3. Pierot L, Wakhloo AK. Endovascular treatment of intracranial aneurysms: current status. Stroke. 2013;44:2046-2054.

4. Kallmes DF, Brinjikji W, Cekirge S, et al. Safety and efficacy of the Pipeline embolization device for treatment of intracranial aneurysms: a pooled analysis of 3 large studies. J Neurosurg. 2017;127:775-780.

5. Pierot L, Moret J, Barreau X, et al. Safety and efficacy of aneurysm treatment with WEB in the cumulative population of three prospective multicenter series [published online September 30, 2017]. J Neurointerv Surg.

Italo Linfante, MD, FAHA
Medical Director
Interventional Neuroradiology and
Endovascular Neurosurgery
Miami Cardiac and Vascular Institute
Baptist Neuroscience Institute
Associate Professor of Neurology,
Neurosurgery, and Radiology
Herbert Wertheim College of Medicine
Miami, Florida
Disclosures: Consultant and speaker for Medtronic and Stryker; proctor for Medtronic; owns stock in InNeuroCo and Three Rivers; CEO of Icarus Partners.

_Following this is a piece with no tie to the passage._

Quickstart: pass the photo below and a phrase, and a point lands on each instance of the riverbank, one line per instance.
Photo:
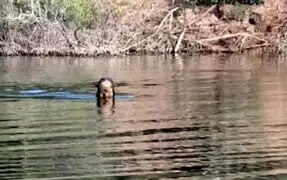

We live in historic times for the treatment of stroke and cerebral aneurysms. In particular, the endovascular approach has completely revolutionized the treatment of these deadly lesions, moving from invasive open surgery to a minimally invasive endovascular approach. Thanks to the improvement in device technology over the past decade, the scientific and clinical evidence showing the superiority of the endovascular approach is overwhelming. However, there are areas of study that still need to be addressed. Flow diversion is a major advancement in the treatment of cerebral aneurysms. The challenge for the future is to evaluate if the second- and third-generation flow diversion devices can be used in ruptured aneurysms and smaller vessels. Surface modifications to decrease the amount and strength of DAPT will perhaps be the answer to flow diversion in the context of an aneurysmal subarachnoid hemorrhage. Smaller delivery systems and flow diversion that can be released from smaller delivery catheters may be able to meet the challenges of cerebral aneurysm treatment in small arteries.

Another challenge is the endovascular treatment of wide-necked bifurcation aneurysms. Intrasaccular devices and complex stents that can assist in coil embolization are attempting to address this challenge. There are some minor issues with the devices currently used to treat wide-necked bifurcation aneurysms; however, improvements in device technology over the next few years will likely make this approach even more feasible and effective.

State-of-the-art technology and advancement in any medical or surgical field unfortunately comes with a price tag. In fact, another major need is to bring endovascular technology to developing countries. This is a complex and multifaceted issue that is related to device costs, availability of high-definition angiography suites, personnel training, and systems of care. Hopefully, these issues will be resolved in the near future so that patients with cerebral aneurysms in developing countries can reap the full benefits of such amazing technology.